O! einsam steht und tiefbetrübt,
Wer heiß und fromm die Vorzeit liebt.

Die Vorzeit wo die Sinne licht
In hohen Flammen brannten,
Des Vaters Hand und Angesicht
Die Menschen noch erkannten.
Und hohen Sinns, einfältiglich
Noch mancher seinem Urbild glich.

Die Vorzeit, wo noch blütenreich
Uralte Stämme prangten,
Und Kinder für das Himmelreich
nach Qual und Tod verlangten.
Und wenn auch Lust und Leben sprach,
Doch manches Herz für Liebe brach.


Cet appel de I'infini, ce besoin d'harmonie avec le monde, caractéristiques de la littérature romantique, n'est-il le plus intérieurement ressenti lorsque s'étend la nuit, le règne de la nuit est intemporel et sans espace, faut-il toujours que le matin revienne ? 

Muß immer der Morgen wiederkommen?

Endet nie des Irdischen Gewalt?

Unselige Geschäftigkeit verzehrt

den himmlischen Anflug der Nacht.

Wird nie der Liebe geheimes Opfer ewig brennen?

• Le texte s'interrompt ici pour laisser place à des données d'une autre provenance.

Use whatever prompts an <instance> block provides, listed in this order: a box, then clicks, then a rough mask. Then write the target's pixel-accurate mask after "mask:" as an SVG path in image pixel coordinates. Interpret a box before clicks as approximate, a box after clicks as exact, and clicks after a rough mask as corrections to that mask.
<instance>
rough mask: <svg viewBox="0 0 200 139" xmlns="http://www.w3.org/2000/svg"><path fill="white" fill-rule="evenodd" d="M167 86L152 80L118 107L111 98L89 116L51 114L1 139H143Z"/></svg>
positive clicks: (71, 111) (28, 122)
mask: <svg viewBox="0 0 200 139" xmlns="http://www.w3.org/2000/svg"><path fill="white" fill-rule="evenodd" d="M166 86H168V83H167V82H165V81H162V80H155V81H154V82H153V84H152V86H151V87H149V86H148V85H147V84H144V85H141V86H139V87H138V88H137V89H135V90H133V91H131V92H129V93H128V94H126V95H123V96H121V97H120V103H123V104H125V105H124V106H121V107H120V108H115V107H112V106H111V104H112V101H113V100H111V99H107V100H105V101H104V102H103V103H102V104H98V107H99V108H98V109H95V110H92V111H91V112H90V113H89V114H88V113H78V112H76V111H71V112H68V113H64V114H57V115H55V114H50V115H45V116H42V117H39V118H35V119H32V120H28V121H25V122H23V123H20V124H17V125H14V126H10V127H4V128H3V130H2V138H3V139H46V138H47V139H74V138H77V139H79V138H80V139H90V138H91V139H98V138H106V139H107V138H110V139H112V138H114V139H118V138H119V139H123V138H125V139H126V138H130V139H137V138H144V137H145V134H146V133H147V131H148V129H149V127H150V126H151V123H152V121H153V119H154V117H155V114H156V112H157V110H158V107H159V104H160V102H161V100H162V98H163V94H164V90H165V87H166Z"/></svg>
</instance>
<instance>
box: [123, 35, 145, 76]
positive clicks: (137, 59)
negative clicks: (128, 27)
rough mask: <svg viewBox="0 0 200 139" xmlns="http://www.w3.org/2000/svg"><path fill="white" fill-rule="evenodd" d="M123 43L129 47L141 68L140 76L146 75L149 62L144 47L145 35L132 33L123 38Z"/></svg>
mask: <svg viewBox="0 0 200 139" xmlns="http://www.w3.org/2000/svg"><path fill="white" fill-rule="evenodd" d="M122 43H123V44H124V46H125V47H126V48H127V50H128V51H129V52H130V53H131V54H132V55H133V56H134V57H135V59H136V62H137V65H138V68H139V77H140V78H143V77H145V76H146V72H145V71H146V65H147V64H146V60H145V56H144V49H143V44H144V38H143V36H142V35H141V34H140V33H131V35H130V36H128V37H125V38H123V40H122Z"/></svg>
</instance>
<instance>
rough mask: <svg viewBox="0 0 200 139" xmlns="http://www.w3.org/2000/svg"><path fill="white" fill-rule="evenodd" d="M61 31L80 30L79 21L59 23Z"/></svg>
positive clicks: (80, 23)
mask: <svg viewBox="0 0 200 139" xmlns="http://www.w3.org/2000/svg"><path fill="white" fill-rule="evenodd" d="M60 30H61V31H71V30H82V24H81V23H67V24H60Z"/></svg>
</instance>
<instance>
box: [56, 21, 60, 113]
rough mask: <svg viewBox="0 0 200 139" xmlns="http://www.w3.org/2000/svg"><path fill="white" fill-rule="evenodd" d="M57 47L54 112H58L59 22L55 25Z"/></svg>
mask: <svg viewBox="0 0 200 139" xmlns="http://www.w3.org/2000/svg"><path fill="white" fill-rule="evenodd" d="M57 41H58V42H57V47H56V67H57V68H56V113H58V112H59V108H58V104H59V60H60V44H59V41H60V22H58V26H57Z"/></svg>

Zugemessen ward dem Lichte seine [Zeit];

aber zeitlos [und raumlos] ist der Nacht Herrschaft. -- 

Ewig ist die Dauer des Schlafs.

[Heiliger Schlaf -- beglücke zu selten nicht

der Nacht Geweihte in diesem irdischen Tagewerk.

 

Nur die Toren verkennen dich und wissen 

von keinem Schlafe, als dem Schatten,

den du in jener Dämmerung der wahrhaften Nacht

mitleidig auf uns wirfst. Sie fühlen dich nicht

in der goldenen Flut der Trauben --

in des Mandelbaums Wunderöl,

und dem braunen Safte des Mohnes.

Sie wissen nicht, daß du es bist

der des zarten Mädchens Busen umschwebt

und zum Himmel den Schooss macht --

[ahnden] nicht, daß aus alten Geschichten

du himmelöffnend entgegentrittst

und den Schlüssel trägst zu den Wohnungen 

der Seligen, unendlicher Geheimnisse schweigender Bote.